This seems plausible to me. I'm not a physicist, but I think the case of dark matter can be compared to the case of the planet Vulcan.
In the early 20th century, in the heyday of discovering planets by observing existing planets and realizing that classical mechanics didn't quite predict their orbits correctly, it was observed that Mercury's orbit didn't fit the classical model well enough. Reasonably enough, it was presumed that there was another planet orbiting inside of Mercury's orbit. This planet was dubbed "Vulcan", and the fact that no one had ever observed Vulcan was explained away by the fact that it was clearly too close to the sun to be observed. This was all well and good until the early heyday of Einstein's theories, which made small but crucial changes to the mathematical models of classical mechanics. The orbit of Mercury was found to be perfectly consistent with Einstein's model.
The question of dark matter supposes a dichotomy: either our current understanding of physics is essentially accurate and there's a ton of fundamentally unobservable matter in the universe that explains any anomalous observations, or our model of physics isn't quite right yet. Intuitively, I think it's more likely our physics are off.
Either way our model of physics is off. Currently, the most reasonable explanation for dark matter is that it consists of some unknown, weakly-interacting particle. However, the standard model of physics predicts the existance of no such particle. Even this, the most mundane possibility, requires radical changes to our most fundamental physical theories.
That sounds even sillier. The most reasonable explanation is that there's some impossible matter around? At least the planet Vulcan was an ordinary planet that was just too close to the sun.
Again, I'm emphatically not a physicist. Stranger things have happened. It just smells funny to posit dark matter as a hypothesis.

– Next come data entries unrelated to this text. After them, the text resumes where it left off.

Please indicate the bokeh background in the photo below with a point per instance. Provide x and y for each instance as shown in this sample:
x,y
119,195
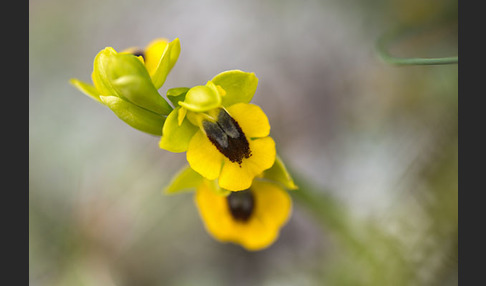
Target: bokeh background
x,y
373,146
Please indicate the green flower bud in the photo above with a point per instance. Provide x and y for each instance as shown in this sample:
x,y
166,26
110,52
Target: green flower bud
x,y
135,116
128,78
177,94
239,86
175,136
202,98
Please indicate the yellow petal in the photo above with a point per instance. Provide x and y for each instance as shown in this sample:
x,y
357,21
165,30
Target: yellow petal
x,y
153,52
214,212
204,157
236,177
251,119
272,209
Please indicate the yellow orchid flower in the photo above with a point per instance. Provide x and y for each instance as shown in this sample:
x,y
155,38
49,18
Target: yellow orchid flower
x,y
251,218
225,136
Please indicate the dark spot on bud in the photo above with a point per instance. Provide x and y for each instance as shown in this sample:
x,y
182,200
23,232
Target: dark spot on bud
x,y
139,53
228,137
241,204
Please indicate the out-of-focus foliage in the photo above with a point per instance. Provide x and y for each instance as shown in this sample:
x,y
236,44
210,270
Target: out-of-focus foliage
x,y
372,147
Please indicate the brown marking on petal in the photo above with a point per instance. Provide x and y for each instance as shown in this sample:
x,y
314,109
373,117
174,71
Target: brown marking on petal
x,y
241,204
227,136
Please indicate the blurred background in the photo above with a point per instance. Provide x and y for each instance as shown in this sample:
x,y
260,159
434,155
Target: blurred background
x,y
372,146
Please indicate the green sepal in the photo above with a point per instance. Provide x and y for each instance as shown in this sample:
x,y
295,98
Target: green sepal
x,y
202,98
135,116
279,174
99,75
177,94
166,63
175,137
129,77
184,181
140,91
86,88
239,86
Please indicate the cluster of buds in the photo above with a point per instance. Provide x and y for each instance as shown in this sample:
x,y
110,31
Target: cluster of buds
x,y
239,180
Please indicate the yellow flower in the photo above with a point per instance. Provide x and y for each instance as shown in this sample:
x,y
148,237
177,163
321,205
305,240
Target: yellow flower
x,y
225,136
159,57
251,218
235,148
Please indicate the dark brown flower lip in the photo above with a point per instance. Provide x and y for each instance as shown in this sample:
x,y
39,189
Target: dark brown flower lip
x,y
227,136
241,204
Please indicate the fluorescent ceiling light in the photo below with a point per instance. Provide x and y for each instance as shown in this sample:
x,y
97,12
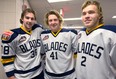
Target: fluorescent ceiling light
x,y
114,17
73,27
52,1
69,19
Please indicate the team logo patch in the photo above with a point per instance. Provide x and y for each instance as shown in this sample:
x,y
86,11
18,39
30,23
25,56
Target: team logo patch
x,y
23,38
6,35
46,37
78,36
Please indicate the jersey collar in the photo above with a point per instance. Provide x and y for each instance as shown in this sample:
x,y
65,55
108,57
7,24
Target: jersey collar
x,y
55,34
89,31
25,30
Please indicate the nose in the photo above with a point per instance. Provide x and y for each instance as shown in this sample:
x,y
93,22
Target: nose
x,y
30,20
87,15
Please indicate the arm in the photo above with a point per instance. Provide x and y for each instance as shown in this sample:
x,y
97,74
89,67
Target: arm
x,y
8,54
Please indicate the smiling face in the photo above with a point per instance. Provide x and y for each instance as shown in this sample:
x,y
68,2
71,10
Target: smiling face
x,y
90,16
54,23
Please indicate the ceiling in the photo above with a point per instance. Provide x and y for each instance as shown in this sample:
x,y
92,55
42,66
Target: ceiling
x,y
72,9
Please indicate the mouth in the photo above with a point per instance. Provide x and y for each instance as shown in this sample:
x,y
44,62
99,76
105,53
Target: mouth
x,y
87,21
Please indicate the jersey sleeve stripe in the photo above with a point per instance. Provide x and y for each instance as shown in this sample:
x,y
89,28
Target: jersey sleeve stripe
x,y
9,74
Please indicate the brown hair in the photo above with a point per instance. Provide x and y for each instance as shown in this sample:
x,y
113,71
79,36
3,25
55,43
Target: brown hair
x,y
97,4
28,10
54,12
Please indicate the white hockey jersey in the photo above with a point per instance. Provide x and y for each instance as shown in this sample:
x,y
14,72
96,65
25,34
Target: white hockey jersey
x,y
96,53
59,51
21,52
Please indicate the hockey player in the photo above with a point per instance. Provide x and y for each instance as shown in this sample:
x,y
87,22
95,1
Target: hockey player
x,y
21,48
96,45
60,46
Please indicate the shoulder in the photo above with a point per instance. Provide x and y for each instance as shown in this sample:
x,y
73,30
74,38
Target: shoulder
x,y
46,31
69,30
10,35
109,27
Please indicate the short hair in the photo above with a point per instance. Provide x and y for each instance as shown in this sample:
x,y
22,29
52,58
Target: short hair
x,y
28,10
54,12
97,4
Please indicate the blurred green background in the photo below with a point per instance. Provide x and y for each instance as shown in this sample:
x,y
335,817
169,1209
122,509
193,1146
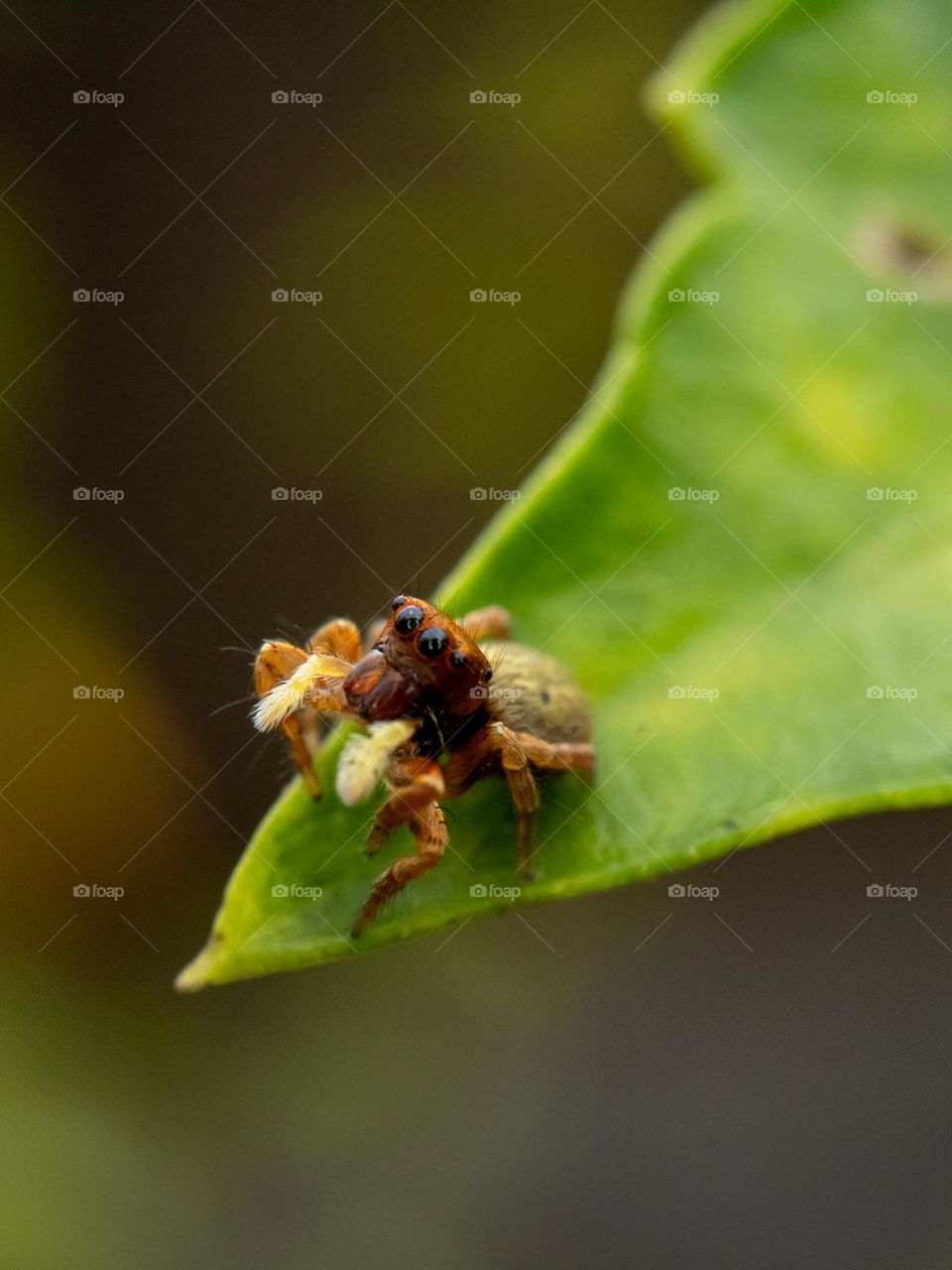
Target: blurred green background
x,y
608,1078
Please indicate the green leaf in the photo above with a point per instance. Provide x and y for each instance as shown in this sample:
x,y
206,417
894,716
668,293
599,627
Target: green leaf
x,y
774,648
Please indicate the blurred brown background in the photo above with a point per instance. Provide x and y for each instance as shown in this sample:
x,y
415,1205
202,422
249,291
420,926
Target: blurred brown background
x,y
617,1078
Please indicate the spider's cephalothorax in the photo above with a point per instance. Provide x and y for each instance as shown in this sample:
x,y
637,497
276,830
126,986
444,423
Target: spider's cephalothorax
x,y
438,716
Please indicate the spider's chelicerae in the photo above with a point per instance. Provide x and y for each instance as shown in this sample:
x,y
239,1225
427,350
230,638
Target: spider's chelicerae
x,y
438,716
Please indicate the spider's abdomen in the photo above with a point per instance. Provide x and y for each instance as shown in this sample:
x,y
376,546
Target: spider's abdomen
x,y
534,693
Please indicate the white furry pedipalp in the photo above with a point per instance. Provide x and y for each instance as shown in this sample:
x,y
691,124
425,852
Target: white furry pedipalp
x,y
365,756
289,697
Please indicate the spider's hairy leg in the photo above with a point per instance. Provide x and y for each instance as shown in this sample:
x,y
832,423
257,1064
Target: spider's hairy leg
x,y
416,784
490,622
287,681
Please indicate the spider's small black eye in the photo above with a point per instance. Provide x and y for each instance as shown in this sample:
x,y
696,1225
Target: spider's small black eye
x,y
431,642
408,620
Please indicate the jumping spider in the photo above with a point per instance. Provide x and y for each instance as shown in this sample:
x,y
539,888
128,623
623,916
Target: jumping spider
x,y
433,724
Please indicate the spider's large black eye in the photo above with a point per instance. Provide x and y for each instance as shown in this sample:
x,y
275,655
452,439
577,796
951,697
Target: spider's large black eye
x,y
408,620
431,642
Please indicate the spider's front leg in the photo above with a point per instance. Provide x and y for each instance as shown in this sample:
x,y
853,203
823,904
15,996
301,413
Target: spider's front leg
x,y
490,622
517,753
416,785
293,686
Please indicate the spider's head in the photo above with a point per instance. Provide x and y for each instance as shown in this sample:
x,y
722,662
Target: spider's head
x,y
435,656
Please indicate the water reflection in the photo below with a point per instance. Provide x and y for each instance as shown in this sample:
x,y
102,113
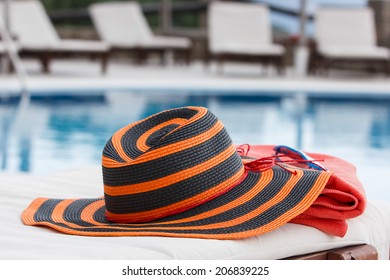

The only thing that's not suspicious is the anomaly itself. Physics has always refined itself by looking at different scales. We were wrong about the quantum level the first time we looked at it, and we were wrong about even the planet Mercury, so it's to be expected that we're wrong about galaxy clusters.
"Impossible matter"? What's "impossible" about it? That we don't know what it is, and that it isn't predicted by our current models, doesn't make it "impossible." It means we're going to need to extend our models, which we've been doing on a regular basis for hundreds of years. Rob Knop sums this up nicely:
"In the face of evidence otherwise, many still insist that most of the Universe must be made up of baryonic stuff that interacts with other baryons and our familiar photons. Is this not just as much hubris as insisting that the Earth, where we live, must be the center about which all the other Solar System bodies orbit?" (http://scientopia.org/blogs/galacticinteractions/2011/08/14/...)
The dark matter hypothesis seems to have a great deal of explanatory power. The antigravity hypothesis, like other MOND theories, has a good fit for the specific phenomenon it was designed to tackle, but doesn't explain a lot of the other things that dark matter does. Ethan Siegel has a good post on "What Dark Matter's Alternatives Must Do" (http://scienceblogs.com/startswithabang/2011/08/what_dark_ma...) which points out some of the stuff that dark matter explains and rival theories don't (e.g. temperature fluctuations, hydrogen/helium ratio). He does presciently note that 'antimatter has negative mass' could explain more than traditional MOND theories but claims that this impacts other well-tested assumptions such as conservation of energy.
Of course, none of this is to say that the dark matter hypothesis won't eventually be disproved and go the way of Vulcan as you suggest. Ironically, though, it sounds to me like the MOND and antigravity theories are the Vulcans here: they solve only one specific problem, while dark matter fits with so much more.
That we don't know what it is, and that it isn't predicted by our current models, doesn't make it "impossible."
I was indulging in a bit of poetic license with that one.
I'll agree that we don't currently have a good theoretical alternative to the dark matter hypothesis. Much smarter and more qualified people than me have tried and failed to come up with one. But it still seems unsatisfying to me.
In the early 20th century, in the heyday of discovering planets by observing existing planets and realizing that classical mechanics didn't quite predict their orbits correctly, it was observed that Mercury's orbit didn't fit the classical model well enough. Reasonably enough, it was presumed that there was another planet orbiting inside of Mercury's orbit. This planet was dubbed "Vulcan", and the fact that no one had ever observed Vulcan was explained away by the fact that it was clearly too close to the sun to be observed. This was all well and good until the early heyday of Einstein's theories, which made small but crucial changes to the mathematical models of classical mechanics. The orbit of Mercury was found to be perfectly consistent with Einstein's model.
The question of dark matter supposes a dichotomy: either our current understanding of physics is essentially accurate and there's a ton of fundamentally unobservable matter in the universe that explains any anomalous observations, or our model of physics isn't quite right yet. Intuitively, I think it's more likely our physics are off.